Three years ago, Belgium's Wolfgang Reip and Germany's Florian Strauss were likely at home, speeding around famous racetracks on their PlayStations. While being down-right awesome at a popular video game was their primary goal, yesterday they achieved something incredible: winning one of the world's toughest endurance races. It's definitely a story they'll tell the grandchildren, but thanks to Sony and Nissan, it might not be the first time you hear of a gamer showing professionals how it's done.
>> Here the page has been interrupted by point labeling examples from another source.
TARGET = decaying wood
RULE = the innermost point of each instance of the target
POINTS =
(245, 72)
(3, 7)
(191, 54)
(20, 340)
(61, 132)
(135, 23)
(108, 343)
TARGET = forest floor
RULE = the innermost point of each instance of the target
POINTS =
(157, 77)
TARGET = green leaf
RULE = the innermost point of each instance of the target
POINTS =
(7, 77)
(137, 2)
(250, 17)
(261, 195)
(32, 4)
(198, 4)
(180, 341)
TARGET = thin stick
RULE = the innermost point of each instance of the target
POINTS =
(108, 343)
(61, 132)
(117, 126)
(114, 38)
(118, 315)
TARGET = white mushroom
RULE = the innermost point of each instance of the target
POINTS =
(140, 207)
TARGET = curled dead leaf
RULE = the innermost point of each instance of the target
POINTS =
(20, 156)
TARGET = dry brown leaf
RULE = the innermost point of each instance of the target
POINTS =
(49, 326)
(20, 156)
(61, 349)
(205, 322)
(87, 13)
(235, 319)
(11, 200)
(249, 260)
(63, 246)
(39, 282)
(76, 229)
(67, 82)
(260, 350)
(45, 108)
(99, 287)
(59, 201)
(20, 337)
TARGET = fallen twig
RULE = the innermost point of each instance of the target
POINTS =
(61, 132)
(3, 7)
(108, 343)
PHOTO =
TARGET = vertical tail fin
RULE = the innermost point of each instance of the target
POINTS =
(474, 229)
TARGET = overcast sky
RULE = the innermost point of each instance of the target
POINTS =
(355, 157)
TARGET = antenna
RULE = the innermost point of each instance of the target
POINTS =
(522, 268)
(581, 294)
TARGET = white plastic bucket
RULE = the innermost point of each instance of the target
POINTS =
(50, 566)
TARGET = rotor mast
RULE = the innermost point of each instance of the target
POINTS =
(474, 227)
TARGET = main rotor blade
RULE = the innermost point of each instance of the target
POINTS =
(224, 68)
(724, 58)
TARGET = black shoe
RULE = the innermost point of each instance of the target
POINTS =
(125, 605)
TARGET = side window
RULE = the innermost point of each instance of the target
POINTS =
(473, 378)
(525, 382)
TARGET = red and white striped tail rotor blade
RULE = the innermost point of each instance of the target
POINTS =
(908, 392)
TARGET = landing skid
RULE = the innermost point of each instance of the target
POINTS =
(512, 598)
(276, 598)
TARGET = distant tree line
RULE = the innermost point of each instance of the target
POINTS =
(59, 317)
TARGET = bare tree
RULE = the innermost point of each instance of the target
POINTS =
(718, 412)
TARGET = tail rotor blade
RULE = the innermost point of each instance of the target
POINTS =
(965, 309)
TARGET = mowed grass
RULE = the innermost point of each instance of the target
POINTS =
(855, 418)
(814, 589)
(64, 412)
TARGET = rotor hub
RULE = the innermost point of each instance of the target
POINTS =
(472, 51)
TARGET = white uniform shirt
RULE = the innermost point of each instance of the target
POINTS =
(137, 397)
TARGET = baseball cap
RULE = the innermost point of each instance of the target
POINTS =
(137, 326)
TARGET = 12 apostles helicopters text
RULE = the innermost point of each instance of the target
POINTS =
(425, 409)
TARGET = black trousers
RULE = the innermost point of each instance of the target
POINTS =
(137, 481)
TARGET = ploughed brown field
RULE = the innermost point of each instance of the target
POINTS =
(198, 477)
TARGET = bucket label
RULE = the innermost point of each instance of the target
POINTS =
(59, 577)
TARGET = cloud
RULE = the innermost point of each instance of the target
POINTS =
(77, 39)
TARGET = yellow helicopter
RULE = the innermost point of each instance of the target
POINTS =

This incredible feat is almost as interesting as the story behind it. Every year, Sony and Nissan Europe put a call out for the best Gran Turismo players to apply for the GT Academy. The academy, launched in 2008, pits hopefuls against each other in a series of online time trials using specific Nissan models. Hundreds of thousands apply, but they're quickly whittled down to a select few, who then battle it out in "special racing pods" during number of live Gran Turismo elimination rounds. Win that and it's off to England's renowned Silverstone circuit, where they make the jump to real Nissan sports cars (and a barrage of exams to test their strength, stamina and mental agility). The winner gets a race seat and a lucrative contract.
It's the exact route that Reip and Strauss took after they were crowned the Nissan PlayStation GT Academy champions for 2012 and 2013 respectively. Reip, in fact, beat 830,000 European Gran Turismo gamers to secure his spot. It was the German who started the race for Nissan's Nismo team, which had returned to the Bathurst 12 Hour race in Australia after a 22-year hiatus. He handed over to Strauss, who piloted the GTR-35 to the head of the field with less than an hour of the race remaining.
However, it was the team's other driver, "true" professional Katsumasa Chiyo, who was at the center of the most intense action. On the penultimate lap, the Nissan team was lying in third behind both Audi and Bentley. In a frantic 30 second period (shown in the video below), Chiyo passed both cars to take the lead and secure the team's place at the top of the podium.
Nissan will now take a GTR-LM to the 24 hour race in Le Mans, where another GT Academy winner is expected to grab a seat. It's hoped that Brit Jann Mardenborough, who won the prize in 2011 and was snapped up by the Red Bull F1 racing team last year, can emulate the success of his Academy counterparts when the race begins in June.
If your parents think you play too many video games, we suggest you show them this.